Limit structure decay
We do everything we can to keep the soil fertile so that our crops can grow well and stably. We want to prevent soil compaction so that plants can continue to root well in the soil and rainwater can drain away more easily. A large part of our tractors and machines travel on fixed seasonal paths and have tracked undercarriages that distribute the pressure over a larger surface area. This results in less disturbance in the subsurface. During the harvest, the soil has a lot to endure. During this period we therefore work with high unloaders on a caterpillar undercarriage, which drive next to the harvesting trolley to collect the harvested products. They can then unload the products into a truck right next to the plot. This prevents us from driving back and forth across the plot with tractors and tippers and having to drive tractors and tippers first to a shed for temporary storage.

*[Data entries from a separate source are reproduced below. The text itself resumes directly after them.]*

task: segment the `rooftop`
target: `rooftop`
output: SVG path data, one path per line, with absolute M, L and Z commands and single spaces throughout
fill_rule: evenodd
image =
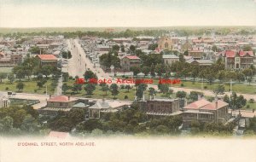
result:
M 38 55 L 42 61 L 57 61 L 58 59 L 54 55 Z

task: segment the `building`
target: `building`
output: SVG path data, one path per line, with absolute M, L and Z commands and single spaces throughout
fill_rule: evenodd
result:
M 58 59 L 54 55 L 38 55 L 36 57 L 39 60 L 41 66 L 57 67 Z
M 189 64 L 194 64 L 194 65 L 199 65 L 199 66 L 211 66 L 213 64 L 213 61 L 211 60 L 189 60 L 186 61 L 187 63 Z
M 172 49 L 172 46 L 173 46 L 172 39 L 167 36 L 161 37 L 157 41 L 157 44 L 158 44 L 157 48 L 159 49 Z
M 183 128 L 189 127 L 193 121 L 225 123 L 229 119 L 228 105 L 221 100 L 210 102 L 205 99 L 187 105 L 183 108 Z
M 179 112 L 178 99 L 153 99 L 138 101 L 142 111 L 152 116 L 169 116 Z
M 227 69 L 243 69 L 253 65 L 254 55 L 253 51 L 225 50 L 217 54 L 217 58 L 224 60 Z
M 120 65 L 124 71 L 130 71 L 132 67 L 140 67 L 141 59 L 136 55 L 125 55 L 121 58 Z
M 179 61 L 179 57 L 174 55 L 163 55 L 163 60 L 166 65 L 172 65 L 176 61 Z
M 97 101 L 89 109 L 89 119 L 100 119 L 102 113 L 115 113 L 123 109 L 124 107 L 128 106 L 127 103 L 118 101 Z
M 204 56 L 202 50 L 189 50 L 189 56 L 192 56 L 194 60 L 201 60 Z
M 70 111 L 72 109 L 72 106 L 75 105 L 78 101 L 78 99 L 66 95 L 49 96 L 46 106 L 38 109 L 38 112 L 41 114 L 55 115 L 58 113 L 58 111 Z

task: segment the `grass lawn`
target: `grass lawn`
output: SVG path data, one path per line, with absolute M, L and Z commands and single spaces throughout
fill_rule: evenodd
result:
M 52 84 L 53 83 L 55 83 L 55 80 L 52 80 L 51 78 L 49 78 L 47 83 L 44 85 L 43 88 L 39 89 L 37 86 L 37 80 L 27 80 L 23 79 L 21 82 L 25 84 L 24 89 L 21 91 L 18 91 L 16 89 L 16 84 L 19 83 L 18 80 L 15 80 L 13 84 L 10 84 L 9 81 L 7 79 L 4 79 L 3 83 L 0 83 L 0 90 L 3 91 L 13 91 L 13 92 L 23 92 L 23 93 L 35 93 L 35 94 L 44 94 L 44 92 L 46 90 L 46 85 L 47 85 L 47 91 L 49 94 L 54 94 L 55 92 L 55 87 Z M 7 90 L 6 88 L 9 88 Z M 36 90 L 36 91 L 35 91 Z
M 73 86 L 73 84 L 75 83 L 74 80 L 69 80 L 68 82 L 63 82 L 63 84 L 67 84 L 69 86 Z M 85 90 L 84 90 L 84 85 L 82 86 L 82 90 L 79 91 L 79 93 L 75 93 L 73 95 L 72 95 L 72 90 L 68 90 L 66 92 L 66 95 L 72 95 L 73 96 L 82 96 L 82 97 L 86 97 L 86 98 L 106 98 L 106 99 L 113 99 L 113 95 L 111 95 L 110 91 L 107 92 L 107 95 L 106 95 L 106 92 L 103 92 L 102 90 L 101 90 L 101 86 L 97 85 L 96 89 L 95 91 L 93 91 L 93 95 L 87 95 Z M 129 90 L 129 92 L 127 91 L 126 89 L 119 89 L 119 95 L 116 95 L 116 98 L 119 100 L 125 100 L 125 96 L 127 95 L 129 101 L 134 101 L 134 96 L 135 96 L 135 87 Z M 149 99 L 149 95 L 148 95 L 148 91 L 146 90 L 144 93 L 145 95 L 145 99 Z M 175 95 L 172 95 L 173 96 Z M 156 93 L 156 96 L 157 97 L 166 97 L 165 95 L 161 94 L 161 93 Z
M 247 105 L 249 105 L 250 107 L 249 108 L 247 108 L 247 106 L 245 106 L 242 109 L 245 109 L 245 110 L 248 110 L 248 109 L 255 109 L 256 110 L 256 102 L 254 103 L 249 103 L 247 101 Z
M 0 67 L 0 72 L 9 73 L 12 72 L 13 67 Z
M 154 83 L 158 84 L 158 79 L 154 79 Z M 192 88 L 192 89 L 201 89 L 201 83 L 200 82 L 191 82 L 191 81 L 181 81 L 183 86 L 181 86 L 181 84 L 171 84 L 171 87 L 183 87 L 183 88 Z M 204 90 L 212 90 L 218 84 L 212 84 L 211 85 L 207 83 L 203 83 Z M 207 86 L 207 87 L 206 87 Z M 225 91 L 230 91 L 230 84 L 225 84 Z M 256 94 L 256 86 L 255 85 L 247 85 L 243 84 L 232 84 L 232 91 L 236 93 L 243 94 Z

We also use the caterpillar undercarriage of the high unloader in combination with a manure spreader. We use this to spread solid manure in spring and autumn with as little pressure as possible on the soil and with optimal weather conditions for the soil.
Self-propelled weed bed
During the weeding season we work with a weeding bed that can move itself. Solar panels on the weed bed ensure that no tractor is needed to drive the weed bed over the plot. As a result, employees on the weed bed are not bothered by exhaust fumes, we save fuel consumption and the absence of the tractor also ensures less pressure on the soil.
Weeding with a camera
Deploying employees to weed manually makes the organic farming method costly. We therefore try to weed the plots with machines for as long as possible, until the plants become too large for this. With our finger weeder we can remove weeds up to 1 centimeter next to the plants. In addition, we use an automatic hoeing machine that uses camera images. The machine calculates the position of the crop plants and hoes around them accurately and quickly. We can use these in different widths, so that we can also work well with them in strip cultivation. The camera images taken during hoeing can also be used to count the plants, measure the green surface of the plants or record the discoloration of the plants.